The shocking trade came on the same day Chudzinski announced that third-string quarterback Brian Hoyer will start Sunday against Minnesota. Hoyer got the surprising nod over backup Jason Campbell to fill in for starter Brandon Weeden, who is sidelined with a sprained right thumb.
Like Richardson, Weeden's days could be numbered in Cleveland, where the Browns have started 19 quarterbacks since 1999 and are still looking for the right one. Next year's draft class includes several top-flight QBs and the Browns could be loading up on picks to make sure they get one.
In addition, the Browns are bringing in free agent running back Willis McGahee for a physical and will sign him if he passes. A two-time Pro Bowl pick, McGahee was most recently with Denver.
McGahee rushed for 731 yards in 10 games for the Broncos last season. He has also played for Buffalo and Baltimore, gaining 8,097 career yards on 1,957 carries.
Earlier in the day, Richardson, who has been slowed by injuries throughout his brief pro career, talked to Minnesota reporters on a conference about the pressure and expectations that come with being such a high draft pick.

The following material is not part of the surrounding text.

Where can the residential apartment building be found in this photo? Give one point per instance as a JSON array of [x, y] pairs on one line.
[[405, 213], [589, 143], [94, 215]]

"I think people make it more pressure than what it is," he said. "I just like to play football. At the end of the day, I'm going to play football like I've always been coached. The way I've always played. I'm going to be physical, fast, I'm going to be up-tempo, I'm going to be the one who's trying to lead by example. No matter what, that's a big reason why I fought through injury last year with broken ribs and two knee surgeries, because I know that being a first-round pick what the expectations are of you, and me being the man that I am, the athlete I am, I'm not going to sit down unless my legs are broke.
"So if I can still run and I can still catch the ball, I'm playing."
Browns CEO Joe Banner said the decision to deal Richardson is in keeping with a plan to overhaul the team.
"Trent's a great player and we expect him to have success in this league," Banner said. "Right now, based on how we're building this team for sustainable success, we're going to be aggressive and do what it takes to assemble a team that consistently wins."
Richardson's role with the Brown has been perplexing under Chudzinski. He only had 13 carries in the season opener against Miami and did not have one rushing attempt in the fourth quarter. Last week, he said he wanted more carries and had 18 in Sunday's loss to the Ravens for 58 yards.